I felt fortunate. Many who get shingles have postherpetic symptoms that linger a year or longer. For some, those sensations may never completely leave. It’s also possible to get shingles more than once. That fact continues to haunt me.
However, several good things happened to me as a result of having had shingles. Not just the five pounds I’ve kept off or the two weeks I had at home without responsibilities and deadlines.
Shingles taught me that my body will only put up with so much.
It’s a daily struggle.
The hyper-organized personality in me still rules. It’s the part that does the nitty-gritty work that some co-workers would call my “staring at the computer all day.” When I’m into my work, I don’t take breaks or usually notice the hours passing until my stomach growls and I glance up to see it’s lunch time.
My lack of body awareness means I need to periodically check myself. Am I tensing up my neck and shoulder muscles? Am I grinding my teeth? Do I need a bathroom break? Have I taken on too much in my life?
My experience with shingles has nudged me into some self-protective habits.

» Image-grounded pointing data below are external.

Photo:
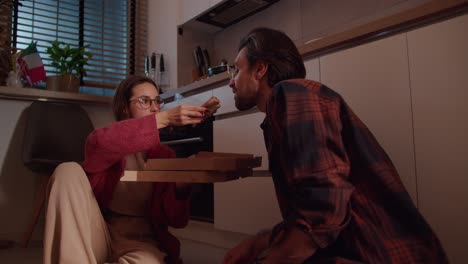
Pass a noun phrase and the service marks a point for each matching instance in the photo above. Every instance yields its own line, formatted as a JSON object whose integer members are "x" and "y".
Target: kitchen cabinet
{"x": 312, "y": 70}
{"x": 241, "y": 134}
{"x": 192, "y": 8}
{"x": 197, "y": 99}
{"x": 226, "y": 97}
{"x": 374, "y": 80}
{"x": 438, "y": 59}
{"x": 214, "y": 2}
{"x": 247, "y": 205}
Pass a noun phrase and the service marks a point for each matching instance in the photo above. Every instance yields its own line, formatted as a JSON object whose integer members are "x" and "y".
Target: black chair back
{"x": 55, "y": 133}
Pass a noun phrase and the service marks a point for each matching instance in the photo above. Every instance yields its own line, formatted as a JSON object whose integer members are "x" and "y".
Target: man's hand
{"x": 248, "y": 250}
{"x": 291, "y": 246}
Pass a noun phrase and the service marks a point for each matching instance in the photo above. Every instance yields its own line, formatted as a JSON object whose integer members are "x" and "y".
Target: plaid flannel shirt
{"x": 335, "y": 182}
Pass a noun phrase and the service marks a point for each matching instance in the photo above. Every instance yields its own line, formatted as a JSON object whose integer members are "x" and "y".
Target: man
{"x": 341, "y": 198}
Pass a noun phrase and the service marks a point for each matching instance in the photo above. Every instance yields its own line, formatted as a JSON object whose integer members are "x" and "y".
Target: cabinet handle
{"x": 182, "y": 141}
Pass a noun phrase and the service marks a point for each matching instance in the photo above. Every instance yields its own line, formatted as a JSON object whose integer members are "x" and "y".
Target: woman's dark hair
{"x": 123, "y": 93}
{"x": 277, "y": 50}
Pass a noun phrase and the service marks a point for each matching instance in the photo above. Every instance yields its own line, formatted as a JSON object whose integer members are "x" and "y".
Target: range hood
{"x": 232, "y": 11}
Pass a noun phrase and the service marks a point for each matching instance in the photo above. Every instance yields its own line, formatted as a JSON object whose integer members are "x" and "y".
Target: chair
{"x": 55, "y": 133}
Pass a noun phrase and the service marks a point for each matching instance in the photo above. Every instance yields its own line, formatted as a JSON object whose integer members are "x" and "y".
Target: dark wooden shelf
{"x": 33, "y": 94}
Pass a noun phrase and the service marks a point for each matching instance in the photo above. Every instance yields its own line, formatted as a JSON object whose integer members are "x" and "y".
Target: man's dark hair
{"x": 277, "y": 50}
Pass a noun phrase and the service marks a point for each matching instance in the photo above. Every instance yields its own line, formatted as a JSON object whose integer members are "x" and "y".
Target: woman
{"x": 91, "y": 216}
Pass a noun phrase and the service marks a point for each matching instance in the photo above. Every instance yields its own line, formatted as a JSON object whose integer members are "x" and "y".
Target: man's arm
{"x": 311, "y": 158}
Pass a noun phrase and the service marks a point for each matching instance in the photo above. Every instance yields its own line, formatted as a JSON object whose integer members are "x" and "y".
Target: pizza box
{"x": 203, "y": 167}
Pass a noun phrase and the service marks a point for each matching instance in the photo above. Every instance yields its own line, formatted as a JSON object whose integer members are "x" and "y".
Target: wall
{"x": 18, "y": 185}
{"x": 163, "y": 17}
{"x": 305, "y": 20}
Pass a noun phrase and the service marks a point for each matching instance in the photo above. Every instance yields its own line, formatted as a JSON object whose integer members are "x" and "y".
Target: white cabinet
{"x": 374, "y": 81}
{"x": 250, "y": 204}
{"x": 241, "y": 134}
{"x": 226, "y": 97}
{"x": 438, "y": 59}
{"x": 312, "y": 70}
{"x": 192, "y": 8}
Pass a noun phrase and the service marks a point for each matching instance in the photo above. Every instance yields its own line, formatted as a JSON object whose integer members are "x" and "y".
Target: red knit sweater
{"x": 106, "y": 152}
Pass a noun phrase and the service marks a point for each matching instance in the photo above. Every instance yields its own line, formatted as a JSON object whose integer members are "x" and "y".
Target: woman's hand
{"x": 180, "y": 115}
{"x": 183, "y": 190}
{"x": 212, "y": 105}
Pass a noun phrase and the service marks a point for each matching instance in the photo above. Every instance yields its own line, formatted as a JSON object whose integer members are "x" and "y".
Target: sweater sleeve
{"x": 108, "y": 145}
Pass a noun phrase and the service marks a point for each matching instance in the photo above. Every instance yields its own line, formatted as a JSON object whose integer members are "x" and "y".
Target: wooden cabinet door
{"x": 438, "y": 56}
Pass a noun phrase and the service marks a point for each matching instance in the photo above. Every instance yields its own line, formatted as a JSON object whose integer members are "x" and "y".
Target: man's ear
{"x": 261, "y": 69}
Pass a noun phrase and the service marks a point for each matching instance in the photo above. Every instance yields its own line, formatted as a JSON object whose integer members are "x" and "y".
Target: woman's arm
{"x": 108, "y": 145}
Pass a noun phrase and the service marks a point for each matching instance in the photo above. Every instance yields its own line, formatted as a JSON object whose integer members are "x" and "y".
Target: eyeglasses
{"x": 232, "y": 71}
{"x": 145, "y": 102}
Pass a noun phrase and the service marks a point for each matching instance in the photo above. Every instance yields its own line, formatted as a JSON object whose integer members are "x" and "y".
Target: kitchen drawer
{"x": 226, "y": 97}
{"x": 197, "y": 99}
{"x": 241, "y": 134}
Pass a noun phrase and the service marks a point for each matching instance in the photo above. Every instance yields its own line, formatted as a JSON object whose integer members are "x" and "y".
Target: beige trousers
{"x": 76, "y": 232}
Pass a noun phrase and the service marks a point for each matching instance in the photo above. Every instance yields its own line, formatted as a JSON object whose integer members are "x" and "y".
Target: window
{"x": 115, "y": 31}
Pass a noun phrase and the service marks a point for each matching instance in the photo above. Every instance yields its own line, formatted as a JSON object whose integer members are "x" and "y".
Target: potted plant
{"x": 70, "y": 64}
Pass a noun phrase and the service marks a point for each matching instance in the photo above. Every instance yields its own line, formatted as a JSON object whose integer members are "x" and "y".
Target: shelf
{"x": 33, "y": 94}
{"x": 421, "y": 15}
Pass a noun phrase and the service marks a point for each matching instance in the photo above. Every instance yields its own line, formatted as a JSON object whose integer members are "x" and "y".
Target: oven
{"x": 186, "y": 141}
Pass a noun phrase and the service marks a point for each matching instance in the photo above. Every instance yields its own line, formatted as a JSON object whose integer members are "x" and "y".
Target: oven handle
{"x": 182, "y": 141}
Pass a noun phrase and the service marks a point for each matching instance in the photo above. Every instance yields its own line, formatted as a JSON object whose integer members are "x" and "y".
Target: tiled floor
{"x": 17, "y": 255}
{"x": 192, "y": 253}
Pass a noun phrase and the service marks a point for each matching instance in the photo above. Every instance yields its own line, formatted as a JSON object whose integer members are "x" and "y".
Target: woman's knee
{"x": 67, "y": 173}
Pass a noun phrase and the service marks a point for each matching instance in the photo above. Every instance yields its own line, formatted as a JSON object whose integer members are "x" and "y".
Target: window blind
{"x": 115, "y": 31}
{"x": 5, "y": 39}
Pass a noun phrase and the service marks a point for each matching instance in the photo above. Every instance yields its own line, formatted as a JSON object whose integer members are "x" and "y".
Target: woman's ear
{"x": 126, "y": 113}
{"x": 260, "y": 71}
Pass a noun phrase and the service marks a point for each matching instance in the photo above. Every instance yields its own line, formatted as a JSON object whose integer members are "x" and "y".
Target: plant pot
{"x": 66, "y": 83}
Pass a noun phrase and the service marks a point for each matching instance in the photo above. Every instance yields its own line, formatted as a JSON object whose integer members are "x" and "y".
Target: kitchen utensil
{"x": 218, "y": 69}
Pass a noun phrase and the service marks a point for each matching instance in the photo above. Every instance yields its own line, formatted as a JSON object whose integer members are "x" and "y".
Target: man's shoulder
{"x": 305, "y": 86}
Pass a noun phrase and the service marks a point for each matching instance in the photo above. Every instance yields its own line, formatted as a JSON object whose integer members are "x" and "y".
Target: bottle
{"x": 14, "y": 80}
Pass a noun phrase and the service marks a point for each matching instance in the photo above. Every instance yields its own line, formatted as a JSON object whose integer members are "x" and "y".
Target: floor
{"x": 191, "y": 254}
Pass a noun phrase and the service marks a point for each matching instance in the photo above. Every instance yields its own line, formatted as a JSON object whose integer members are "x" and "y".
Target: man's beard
{"x": 243, "y": 104}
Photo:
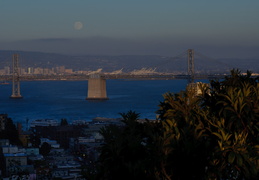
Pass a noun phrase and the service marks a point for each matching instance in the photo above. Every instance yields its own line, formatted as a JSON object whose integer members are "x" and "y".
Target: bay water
{"x": 66, "y": 99}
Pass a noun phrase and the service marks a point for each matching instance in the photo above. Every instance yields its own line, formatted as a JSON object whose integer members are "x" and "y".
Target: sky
{"x": 217, "y": 29}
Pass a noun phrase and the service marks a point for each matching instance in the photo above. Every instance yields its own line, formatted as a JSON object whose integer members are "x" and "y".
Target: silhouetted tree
{"x": 10, "y": 132}
{"x": 45, "y": 148}
{"x": 63, "y": 122}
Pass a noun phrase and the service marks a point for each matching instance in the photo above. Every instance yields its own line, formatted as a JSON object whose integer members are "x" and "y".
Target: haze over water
{"x": 66, "y": 99}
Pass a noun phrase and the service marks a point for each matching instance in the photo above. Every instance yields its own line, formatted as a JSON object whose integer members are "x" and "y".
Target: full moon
{"x": 78, "y": 25}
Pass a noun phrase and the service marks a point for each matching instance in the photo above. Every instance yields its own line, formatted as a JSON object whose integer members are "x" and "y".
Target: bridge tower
{"x": 96, "y": 87}
{"x": 190, "y": 53}
{"x": 16, "y": 78}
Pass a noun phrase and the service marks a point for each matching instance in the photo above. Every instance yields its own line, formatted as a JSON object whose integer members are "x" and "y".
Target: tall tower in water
{"x": 16, "y": 78}
{"x": 191, "y": 72}
{"x": 96, "y": 87}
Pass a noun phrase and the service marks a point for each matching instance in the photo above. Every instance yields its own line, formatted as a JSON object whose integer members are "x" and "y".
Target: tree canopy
{"x": 210, "y": 136}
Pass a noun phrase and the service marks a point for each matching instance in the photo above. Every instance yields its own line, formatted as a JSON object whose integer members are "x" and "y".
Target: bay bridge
{"x": 191, "y": 72}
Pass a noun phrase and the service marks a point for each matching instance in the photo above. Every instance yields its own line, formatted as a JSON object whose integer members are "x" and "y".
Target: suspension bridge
{"x": 190, "y": 58}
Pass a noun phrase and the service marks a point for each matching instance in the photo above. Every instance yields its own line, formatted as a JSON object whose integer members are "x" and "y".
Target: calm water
{"x": 66, "y": 99}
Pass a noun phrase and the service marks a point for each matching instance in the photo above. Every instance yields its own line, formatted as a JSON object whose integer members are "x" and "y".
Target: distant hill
{"x": 127, "y": 63}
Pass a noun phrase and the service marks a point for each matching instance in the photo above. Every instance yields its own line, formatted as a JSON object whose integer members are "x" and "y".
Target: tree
{"x": 63, "y": 122}
{"x": 10, "y": 132}
{"x": 45, "y": 148}
{"x": 123, "y": 154}
{"x": 211, "y": 136}
{"x": 214, "y": 136}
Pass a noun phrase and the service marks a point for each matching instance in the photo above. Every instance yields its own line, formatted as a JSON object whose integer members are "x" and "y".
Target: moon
{"x": 78, "y": 25}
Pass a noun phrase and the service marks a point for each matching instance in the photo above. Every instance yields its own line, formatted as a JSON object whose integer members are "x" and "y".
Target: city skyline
{"x": 217, "y": 28}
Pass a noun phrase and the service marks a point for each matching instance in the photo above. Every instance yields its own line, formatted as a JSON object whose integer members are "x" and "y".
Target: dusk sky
{"x": 218, "y": 29}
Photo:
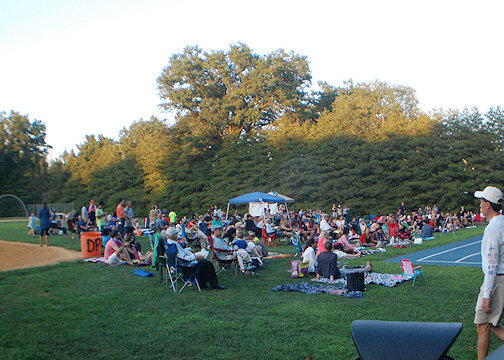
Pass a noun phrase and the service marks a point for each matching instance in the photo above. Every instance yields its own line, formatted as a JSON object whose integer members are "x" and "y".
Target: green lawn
{"x": 80, "y": 310}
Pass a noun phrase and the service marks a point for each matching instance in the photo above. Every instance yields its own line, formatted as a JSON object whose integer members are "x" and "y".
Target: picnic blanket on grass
{"x": 312, "y": 289}
{"x": 368, "y": 251}
{"x": 383, "y": 279}
{"x": 272, "y": 255}
{"x": 101, "y": 259}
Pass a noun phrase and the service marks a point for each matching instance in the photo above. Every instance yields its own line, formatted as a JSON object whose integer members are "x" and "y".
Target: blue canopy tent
{"x": 255, "y": 197}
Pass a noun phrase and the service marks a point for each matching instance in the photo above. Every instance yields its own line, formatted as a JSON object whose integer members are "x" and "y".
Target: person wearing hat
{"x": 226, "y": 252}
{"x": 206, "y": 274}
{"x": 490, "y": 303}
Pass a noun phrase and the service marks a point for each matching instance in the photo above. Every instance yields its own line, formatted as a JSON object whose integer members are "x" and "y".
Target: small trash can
{"x": 91, "y": 244}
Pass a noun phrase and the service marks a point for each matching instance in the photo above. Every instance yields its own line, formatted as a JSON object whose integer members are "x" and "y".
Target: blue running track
{"x": 462, "y": 253}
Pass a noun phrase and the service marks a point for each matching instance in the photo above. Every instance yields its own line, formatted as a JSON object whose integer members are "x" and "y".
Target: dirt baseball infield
{"x": 22, "y": 255}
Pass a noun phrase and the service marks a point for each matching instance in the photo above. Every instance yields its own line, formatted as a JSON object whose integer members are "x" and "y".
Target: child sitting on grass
{"x": 32, "y": 221}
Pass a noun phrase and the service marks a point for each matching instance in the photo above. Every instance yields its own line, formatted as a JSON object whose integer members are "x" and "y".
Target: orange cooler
{"x": 91, "y": 244}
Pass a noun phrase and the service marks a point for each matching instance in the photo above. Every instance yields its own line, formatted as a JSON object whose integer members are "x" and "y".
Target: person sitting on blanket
{"x": 206, "y": 271}
{"x": 427, "y": 230}
{"x": 379, "y": 237}
{"x": 251, "y": 226}
{"x": 338, "y": 250}
{"x": 343, "y": 240}
{"x": 254, "y": 249}
{"x": 324, "y": 224}
{"x": 366, "y": 238}
{"x": 309, "y": 255}
{"x": 323, "y": 238}
{"x": 327, "y": 265}
{"x": 144, "y": 258}
{"x": 285, "y": 229}
{"x": 260, "y": 246}
{"x": 115, "y": 250}
{"x": 224, "y": 251}
{"x": 251, "y": 248}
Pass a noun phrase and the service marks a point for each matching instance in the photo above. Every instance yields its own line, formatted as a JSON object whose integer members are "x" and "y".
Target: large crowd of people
{"x": 244, "y": 238}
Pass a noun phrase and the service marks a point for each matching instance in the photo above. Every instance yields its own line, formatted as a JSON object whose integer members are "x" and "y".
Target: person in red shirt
{"x": 121, "y": 214}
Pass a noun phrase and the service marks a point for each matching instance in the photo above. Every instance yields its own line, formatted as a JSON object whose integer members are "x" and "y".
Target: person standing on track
{"x": 45, "y": 223}
{"x": 490, "y": 302}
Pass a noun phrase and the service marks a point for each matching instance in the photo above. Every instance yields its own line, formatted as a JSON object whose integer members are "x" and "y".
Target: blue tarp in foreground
{"x": 255, "y": 197}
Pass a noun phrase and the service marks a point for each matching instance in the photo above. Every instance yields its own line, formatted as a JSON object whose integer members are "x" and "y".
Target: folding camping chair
{"x": 410, "y": 271}
{"x": 269, "y": 239}
{"x": 172, "y": 270}
{"x": 189, "y": 274}
{"x": 223, "y": 264}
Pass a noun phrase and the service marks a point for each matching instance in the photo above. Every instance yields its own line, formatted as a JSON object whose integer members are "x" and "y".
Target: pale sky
{"x": 90, "y": 66}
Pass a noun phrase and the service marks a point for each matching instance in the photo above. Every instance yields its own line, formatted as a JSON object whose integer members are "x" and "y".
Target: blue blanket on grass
{"x": 313, "y": 289}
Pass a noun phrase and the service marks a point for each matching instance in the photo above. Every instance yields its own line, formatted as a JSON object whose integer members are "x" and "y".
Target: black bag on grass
{"x": 355, "y": 281}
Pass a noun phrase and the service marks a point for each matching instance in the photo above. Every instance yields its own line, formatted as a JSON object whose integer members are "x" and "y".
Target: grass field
{"x": 79, "y": 310}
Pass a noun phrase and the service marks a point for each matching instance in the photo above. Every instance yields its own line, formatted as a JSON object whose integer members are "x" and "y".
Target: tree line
{"x": 246, "y": 122}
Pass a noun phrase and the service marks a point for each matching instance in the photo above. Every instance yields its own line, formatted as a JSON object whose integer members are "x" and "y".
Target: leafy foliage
{"x": 22, "y": 156}
{"x": 247, "y": 122}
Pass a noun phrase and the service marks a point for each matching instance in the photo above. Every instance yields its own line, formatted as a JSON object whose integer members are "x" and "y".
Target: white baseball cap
{"x": 490, "y": 193}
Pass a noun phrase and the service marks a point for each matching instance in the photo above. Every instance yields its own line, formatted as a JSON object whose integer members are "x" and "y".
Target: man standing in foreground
{"x": 490, "y": 302}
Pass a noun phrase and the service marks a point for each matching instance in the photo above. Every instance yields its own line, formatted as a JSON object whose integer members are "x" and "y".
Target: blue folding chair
{"x": 410, "y": 271}
{"x": 189, "y": 275}
{"x": 171, "y": 264}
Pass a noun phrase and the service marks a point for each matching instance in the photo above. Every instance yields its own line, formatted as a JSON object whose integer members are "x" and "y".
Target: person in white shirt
{"x": 490, "y": 302}
{"x": 309, "y": 255}
{"x": 324, "y": 224}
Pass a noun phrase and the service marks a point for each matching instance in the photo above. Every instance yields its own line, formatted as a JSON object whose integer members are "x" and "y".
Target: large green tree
{"x": 231, "y": 93}
{"x": 23, "y": 152}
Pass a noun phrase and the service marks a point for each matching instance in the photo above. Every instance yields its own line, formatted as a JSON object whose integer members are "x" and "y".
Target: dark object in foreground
{"x": 497, "y": 354}
{"x": 398, "y": 340}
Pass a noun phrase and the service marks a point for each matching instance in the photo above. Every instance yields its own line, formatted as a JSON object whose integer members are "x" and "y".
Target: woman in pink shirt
{"x": 321, "y": 242}
{"x": 347, "y": 247}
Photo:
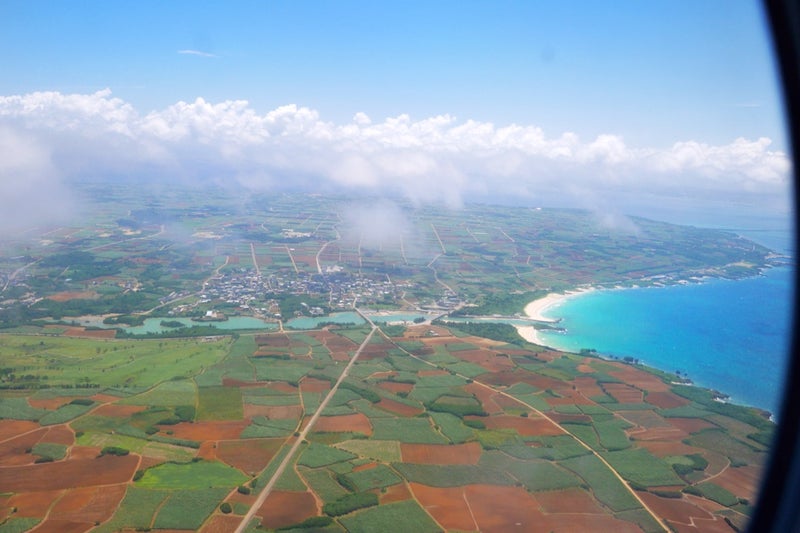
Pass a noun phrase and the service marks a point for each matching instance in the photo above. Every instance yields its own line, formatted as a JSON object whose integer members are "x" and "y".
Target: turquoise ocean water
{"x": 732, "y": 336}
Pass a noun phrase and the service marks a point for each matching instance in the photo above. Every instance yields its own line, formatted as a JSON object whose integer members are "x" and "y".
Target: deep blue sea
{"x": 731, "y": 336}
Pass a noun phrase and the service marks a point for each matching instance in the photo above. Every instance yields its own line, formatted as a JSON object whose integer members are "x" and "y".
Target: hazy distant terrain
{"x": 172, "y": 354}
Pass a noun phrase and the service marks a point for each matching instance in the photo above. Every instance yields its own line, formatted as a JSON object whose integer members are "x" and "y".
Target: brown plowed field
{"x": 398, "y": 408}
{"x": 396, "y": 387}
{"x": 464, "y": 454}
{"x": 84, "y": 452}
{"x": 661, "y": 448}
{"x": 669, "y": 433}
{"x": 503, "y": 509}
{"x": 89, "y": 504}
{"x": 395, "y": 493}
{"x": 208, "y": 450}
{"x": 284, "y": 508}
{"x": 59, "y": 435}
{"x": 666, "y": 400}
{"x": 12, "y": 428}
{"x": 568, "y": 501}
{"x": 248, "y": 455}
{"x": 58, "y": 525}
{"x": 447, "y": 506}
{"x": 13, "y": 450}
{"x": 50, "y": 403}
{"x": 221, "y": 524}
{"x": 588, "y": 386}
{"x": 92, "y": 333}
{"x": 641, "y": 379}
{"x": 273, "y": 411}
{"x": 67, "y": 474}
{"x": 114, "y": 410}
{"x": 524, "y": 426}
{"x": 33, "y": 504}
{"x": 742, "y": 481}
{"x": 673, "y": 509}
{"x": 72, "y": 295}
{"x": 623, "y": 393}
{"x": 334, "y": 424}
{"x": 223, "y": 430}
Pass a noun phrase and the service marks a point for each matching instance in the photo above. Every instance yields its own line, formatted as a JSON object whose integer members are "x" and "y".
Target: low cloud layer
{"x": 48, "y": 138}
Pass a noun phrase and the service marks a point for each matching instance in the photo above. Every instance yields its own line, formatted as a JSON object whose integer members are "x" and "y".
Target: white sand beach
{"x": 535, "y": 310}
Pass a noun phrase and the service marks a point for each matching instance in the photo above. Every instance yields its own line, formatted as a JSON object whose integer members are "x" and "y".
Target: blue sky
{"x": 597, "y": 88}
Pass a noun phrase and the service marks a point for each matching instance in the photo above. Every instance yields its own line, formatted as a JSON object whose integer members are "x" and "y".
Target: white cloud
{"x": 439, "y": 158}
{"x": 196, "y": 53}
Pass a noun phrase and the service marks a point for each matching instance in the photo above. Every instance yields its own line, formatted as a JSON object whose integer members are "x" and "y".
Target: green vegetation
{"x": 191, "y": 476}
{"x": 401, "y": 517}
{"x": 188, "y": 509}
{"x": 349, "y": 503}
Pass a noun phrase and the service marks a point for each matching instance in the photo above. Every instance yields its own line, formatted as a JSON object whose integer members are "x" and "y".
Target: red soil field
{"x": 11, "y": 428}
{"x": 395, "y": 387}
{"x": 33, "y": 504}
{"x": 13, "y": 450}
{"x": 67, "y": 474}
{"x": 568, "y": 501}
{"x": 249, "y": 455}
{"x": 398, "y": 408}
{"x": 84, "y": 452}
{"x": 591, "y": 522}
{"x": 57, "y": 525}
{"x": 395, "y": 493}
{"x": 448, "y": 506}
{"x": 281, "y": 386}
{"x": 89, "y": 504}
{"x": 623, "y": 393}
{"x": 457, "y": 454}
{"x": 208, "y": 450}
{"x": 334, "y": 424}
{"x": 314, "y": 385}
{"x": 667, "y": 448}
{"x": 59, "y": 435}
{"x": 691, "y": 425}
{"x": 223, "y": 430}
{"x": 504, "y": 509}
{"x": 284, "y": 508}
{"x": 665, "y": 400}
{"x": 524, "y": 426}
{"x": 273, "y": 411}
{"x": 221, "y": 523}
{"x": 118, "y": 411}
{"x": 72, "y": 295}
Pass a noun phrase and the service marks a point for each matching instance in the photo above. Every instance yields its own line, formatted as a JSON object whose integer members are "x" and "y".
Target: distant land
{"x": 223, "y": 360}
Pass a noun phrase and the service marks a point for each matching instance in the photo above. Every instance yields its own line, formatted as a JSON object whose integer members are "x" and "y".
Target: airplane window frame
{"x": 778, "y": 507}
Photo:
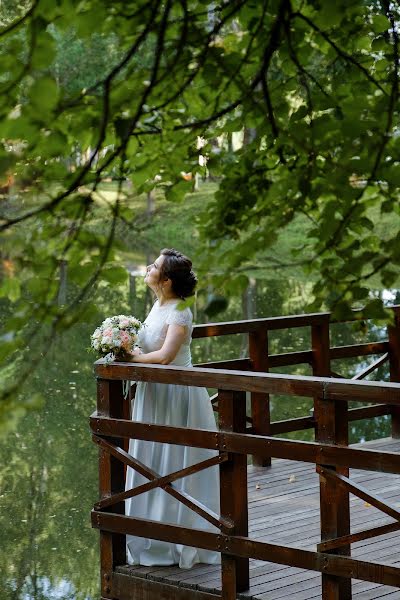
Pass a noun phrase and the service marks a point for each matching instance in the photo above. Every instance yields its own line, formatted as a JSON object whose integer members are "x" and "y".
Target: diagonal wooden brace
{"x": 359, "y": 491}
{"x": 164, "y": 482}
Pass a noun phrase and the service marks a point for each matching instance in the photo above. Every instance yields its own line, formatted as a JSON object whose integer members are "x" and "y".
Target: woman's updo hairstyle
{"x": 178, "y": 268}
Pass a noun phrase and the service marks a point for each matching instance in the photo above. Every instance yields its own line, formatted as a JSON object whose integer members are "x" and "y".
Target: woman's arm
{"x": 173, "y": 341}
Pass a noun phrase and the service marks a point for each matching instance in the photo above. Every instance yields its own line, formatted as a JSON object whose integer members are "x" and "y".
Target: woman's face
{"x": 152, "y": 277}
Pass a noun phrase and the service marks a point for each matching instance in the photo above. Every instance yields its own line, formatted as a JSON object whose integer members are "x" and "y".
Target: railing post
{"x": 233, "y": 492}
{"x": 260, "y": 411}
{"x": 110, "y": 403}
{"x": 394, "y": 366}
{"x": 332, "y": 428}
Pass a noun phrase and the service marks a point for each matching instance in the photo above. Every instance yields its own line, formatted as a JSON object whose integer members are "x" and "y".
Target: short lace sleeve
{"x": 180, "y": 317}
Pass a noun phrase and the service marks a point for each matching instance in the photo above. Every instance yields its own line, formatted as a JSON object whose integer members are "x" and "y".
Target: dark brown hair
{"x": 178, "y": 268}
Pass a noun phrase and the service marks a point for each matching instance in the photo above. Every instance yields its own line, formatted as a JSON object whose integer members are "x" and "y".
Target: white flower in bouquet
{"x": 116, "y": 335}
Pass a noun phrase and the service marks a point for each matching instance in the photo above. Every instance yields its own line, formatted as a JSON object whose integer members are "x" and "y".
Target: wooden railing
{"x": 234, "y": 441}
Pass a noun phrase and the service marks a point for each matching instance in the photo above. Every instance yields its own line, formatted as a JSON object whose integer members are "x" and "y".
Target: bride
{"x": 165, "y": 339}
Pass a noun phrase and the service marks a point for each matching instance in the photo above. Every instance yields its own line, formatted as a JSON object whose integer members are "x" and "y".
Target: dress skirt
{"x": 180, "y": 406}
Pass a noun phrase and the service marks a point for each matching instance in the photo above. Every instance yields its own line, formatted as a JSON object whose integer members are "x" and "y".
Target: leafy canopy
{"x": 124, "y": 89}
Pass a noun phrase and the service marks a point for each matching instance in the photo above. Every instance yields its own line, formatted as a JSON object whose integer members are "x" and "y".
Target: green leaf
{"x": 43, "y": 96}
{"x": 11, "y": 289}
{"x": 115, "y": 274}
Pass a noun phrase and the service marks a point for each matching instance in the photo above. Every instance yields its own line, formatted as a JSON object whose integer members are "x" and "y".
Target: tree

To avoid feeling on edge during the day, I reluctantly limit myself to one precious cup of coffee in the morning. When the familiar, burning pain in my shoulder comes, I take a break or stick a hot compress in the microwave to put behind my neck. If sensory overload starts to get the better of me, I change what’s bringing pain to my brain or else leave the room. I’ve also started saying “no” more often and spending more time away from the noise of a busy day.
More time outdoors in the fresh air.
More time reading a book or petting a cat.
More time sitting quietly with someone I love.